= Proculus (jurist) =

1st century AD Roman jurist

Proculus (fl. 1st century CE) was an ancient Roman jurist who founded a distinctive tradition of the interpretation of Roman law. His followers were known as the "Proculiani", or Proculeans, after him.

The full name of Proculus is unknown. He apparently wrote at least eight books of legal epistles. Passages from his writings are repeatedly cited in legal digests, where his opinion is given in matters of dispute. Proculus appears to have developed the interpretations of the earlier jurist Marcus Antistius Labeo, on whose work he is said to have written a commentary.

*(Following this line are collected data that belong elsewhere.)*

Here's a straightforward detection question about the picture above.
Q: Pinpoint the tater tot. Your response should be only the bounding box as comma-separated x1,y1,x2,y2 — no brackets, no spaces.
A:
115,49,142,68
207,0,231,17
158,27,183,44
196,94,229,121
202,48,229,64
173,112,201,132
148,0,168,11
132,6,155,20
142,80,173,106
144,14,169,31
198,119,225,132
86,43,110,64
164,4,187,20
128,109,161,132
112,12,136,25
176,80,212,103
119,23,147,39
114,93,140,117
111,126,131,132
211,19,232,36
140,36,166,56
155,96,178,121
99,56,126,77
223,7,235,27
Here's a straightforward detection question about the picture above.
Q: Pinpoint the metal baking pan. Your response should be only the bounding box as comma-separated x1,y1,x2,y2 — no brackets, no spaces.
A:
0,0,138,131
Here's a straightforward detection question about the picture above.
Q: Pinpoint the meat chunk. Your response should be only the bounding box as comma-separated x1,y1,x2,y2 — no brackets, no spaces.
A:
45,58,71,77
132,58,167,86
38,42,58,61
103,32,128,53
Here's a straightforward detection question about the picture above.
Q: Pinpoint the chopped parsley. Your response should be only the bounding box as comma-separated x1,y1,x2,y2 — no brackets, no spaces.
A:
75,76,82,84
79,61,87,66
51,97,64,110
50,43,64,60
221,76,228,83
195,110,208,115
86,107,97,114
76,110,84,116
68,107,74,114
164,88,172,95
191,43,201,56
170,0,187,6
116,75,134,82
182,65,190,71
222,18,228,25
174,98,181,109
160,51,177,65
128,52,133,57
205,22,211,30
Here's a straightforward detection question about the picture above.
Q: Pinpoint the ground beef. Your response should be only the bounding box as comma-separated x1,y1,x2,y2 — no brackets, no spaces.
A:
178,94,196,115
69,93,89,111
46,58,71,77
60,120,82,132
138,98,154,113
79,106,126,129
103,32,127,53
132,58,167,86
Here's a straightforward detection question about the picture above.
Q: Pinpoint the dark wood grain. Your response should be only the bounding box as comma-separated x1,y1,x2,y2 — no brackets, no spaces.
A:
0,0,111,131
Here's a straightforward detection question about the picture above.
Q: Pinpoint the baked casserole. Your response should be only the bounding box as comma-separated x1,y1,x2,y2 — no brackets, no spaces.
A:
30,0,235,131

Though Proculus did not always agree with Labeo, the two were usually paired in contrast with an alternative tradition identified with Ateius Capito and Masurius Sabinus, who founded the rival Sabinian school of interpretation, which was typically more conservative and rigid. The most famous topic of disagreement concerned the ownership of materials used to make something. Sabinus held that if an artist created a valuable painting or sculpture on wood of little value owned by another person, the original owner of the wood retained ownership, while Proculus argued that the form is more important than the material substance and therefore the artist owned it as he had made something new. This debate was later commented on by David Hume and Adam Smith.

Proculus appears to have lived during the late Julio-Claudian period, and is said to have practiced law under Nero. He may be identical to the Licinius Proculus, who was Praetorian Prefect in the reign of Otho.